I politicisti tradizionali, a sinistra come a destra, possono deplorare tutto ciò, ciascuno a modo suo, ma naturalmente non si può più tornare indietro. Mentre i "sinistri" hanno nostalgia della democratizzazione, ideologicamente enfatizzata nelle loro teste, e delle relative fantasie, ai "destri" piacerebbe ancora poter disprezzare l'arido "spirito bottegaio", mentre si ricordano con struggimento dell'epoca in cui la politica era ancora un mostro bellicoso che partiva armi e bagagli contro la perfida Albione. I "realisti" invece, diventati senza colore e senza luogo, si credono in sintonia con i proprio tempi, con il mondo e con la modernità realizzata, quando tributano onori all'arido "carattere di contrattazione" di una "politica" ormai "disincantata", rivendicandolo come l'eredità migliore e come la logica conclusione della razionalità occidentale.

- III -

Con il compimento storico del sistema, che diventa sistema mondiale totale, non si è dileguato solo il momento enfatico della "politica", esauritosi perché legato a doppio filo all'ascesa del sistema e ridotto ormai a mera funzione immanente. Infatti, sparendo in questo modo la doppia funzione della sfera politica, viene maggiormente alla luce l'antagonismo diretto delle sfere funzionali di "economia" e "politica", in cui il sistema produttore di merci si deve mediare con sé stesso. Man mano che si è andata dissolvendo l'enfasi ideologica della fase ascendente ed è trapelato l'arido scopo tautologico della valorizzazione del valore nella sua nudità oscena (perché spogliato da ogni brillante veste ideologica), sempre più è diventato visibile il carattere dipendente, secondario, della sfera funzionale politica. La politica tende a ridursi, sempre più apertamente e unidimensionalmente, a politica economica. Così come nelle società premoderne tutto doveva essere motivato in termini religiosi, allo stesso modo, adesso, tutto deve essere motivato in termini economici. Basta sentire come la parola "economia di mercato" assume un tono liturgico in bocca a tutti gli idioti storici dopo il 1989, dal presidente degli USA e dai verdi tedeschi fino agli ex-comunisti russi. Qualcosa è buono perché giova "all'economia di mercato", ed è lodevole adoperare ogni cosa morta e vivente per l'economia di mercato.
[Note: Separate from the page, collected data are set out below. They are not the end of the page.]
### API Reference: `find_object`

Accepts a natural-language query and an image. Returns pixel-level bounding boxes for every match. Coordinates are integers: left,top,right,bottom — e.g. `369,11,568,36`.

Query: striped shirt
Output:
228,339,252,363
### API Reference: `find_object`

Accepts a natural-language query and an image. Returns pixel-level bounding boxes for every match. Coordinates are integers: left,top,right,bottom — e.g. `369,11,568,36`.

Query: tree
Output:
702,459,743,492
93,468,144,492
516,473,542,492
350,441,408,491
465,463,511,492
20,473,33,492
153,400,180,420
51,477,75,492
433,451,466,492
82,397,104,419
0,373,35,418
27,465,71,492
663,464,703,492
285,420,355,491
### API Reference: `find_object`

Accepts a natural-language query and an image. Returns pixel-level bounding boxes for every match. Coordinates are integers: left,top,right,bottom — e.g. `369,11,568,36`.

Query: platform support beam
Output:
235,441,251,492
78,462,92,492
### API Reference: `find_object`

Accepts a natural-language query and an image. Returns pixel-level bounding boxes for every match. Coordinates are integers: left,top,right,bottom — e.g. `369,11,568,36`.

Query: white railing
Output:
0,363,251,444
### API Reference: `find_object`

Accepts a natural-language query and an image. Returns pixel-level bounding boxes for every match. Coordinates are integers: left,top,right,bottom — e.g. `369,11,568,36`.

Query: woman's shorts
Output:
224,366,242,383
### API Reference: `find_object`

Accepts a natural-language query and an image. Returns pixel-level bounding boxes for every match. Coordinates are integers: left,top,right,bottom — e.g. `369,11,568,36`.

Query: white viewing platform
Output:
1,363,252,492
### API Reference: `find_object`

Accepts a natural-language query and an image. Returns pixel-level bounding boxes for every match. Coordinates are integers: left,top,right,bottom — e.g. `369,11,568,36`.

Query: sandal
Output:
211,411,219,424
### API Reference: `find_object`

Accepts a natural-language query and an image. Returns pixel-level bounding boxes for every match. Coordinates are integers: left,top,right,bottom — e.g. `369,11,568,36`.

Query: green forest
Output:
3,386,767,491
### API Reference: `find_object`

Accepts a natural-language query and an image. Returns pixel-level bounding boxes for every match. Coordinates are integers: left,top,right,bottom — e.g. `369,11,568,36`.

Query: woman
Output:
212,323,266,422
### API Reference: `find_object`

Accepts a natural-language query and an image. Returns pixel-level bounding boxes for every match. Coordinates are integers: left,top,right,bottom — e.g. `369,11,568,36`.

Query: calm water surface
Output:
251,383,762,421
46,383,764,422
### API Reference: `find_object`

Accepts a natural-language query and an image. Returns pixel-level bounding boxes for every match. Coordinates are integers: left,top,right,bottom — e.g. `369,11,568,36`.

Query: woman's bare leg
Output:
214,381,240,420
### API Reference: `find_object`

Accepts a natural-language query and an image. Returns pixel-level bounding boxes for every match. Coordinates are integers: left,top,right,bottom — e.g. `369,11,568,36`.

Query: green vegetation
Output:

E come l'antagonismo tra destra e sinistra è stato rappresentato, negli stadi anteriori della formazione del sistema, da monarchici e repubblicani, o da socialisti e fascisti, così, adesso, viene impersonato da keynesiani e monetaristi, da liberisti radicali e fautori dell'intervento statale. L'antagonismo intrapolitico tra destra e sinistra, che prima sembrava primario e autonomo di fronte all'economia e che oscurava il contrasto tra le sfere dell'"economia" e della "politica", viene ora a sua volta interamente "economicizzato"; ambedue i lati si orientano sulla politica economica. Solo dopo il 1989, questa condizione si è compiutamente realizzata. Ma non è certo caduta dal cielo; il processo sociale si è mosso con crescente velocità in questa direzione già a partire dalla fine della seconda guerra mondiale; e la direzione stessa era stata presagita ancor prima. La questione di come si possono creare sempre nuovi "posti di lavoro" e nuova crescita, e se bisogna stimolare la congiuntura attraverso la domanda oppure attraverso l'offerta, scalda adesso gli animi tanto quanto nel passato la questione se il diritto di voto spettasse solo a coloro che pagano tasse o anche ai nullatenenti, se una guerra fosse giusta o ingiusta, come si potesse meglio servire la "patria" ecc. Certo, le vecchie contrapposizioni politico-ideologiche esistono ancora, ma solo come vuoti involucri, sbiaditi e consunti. Perfino il neo-nazista non motiva più le sue rivendicazioni economiche in nome della razza, ma viceversa il suo razzismo con interessi economici.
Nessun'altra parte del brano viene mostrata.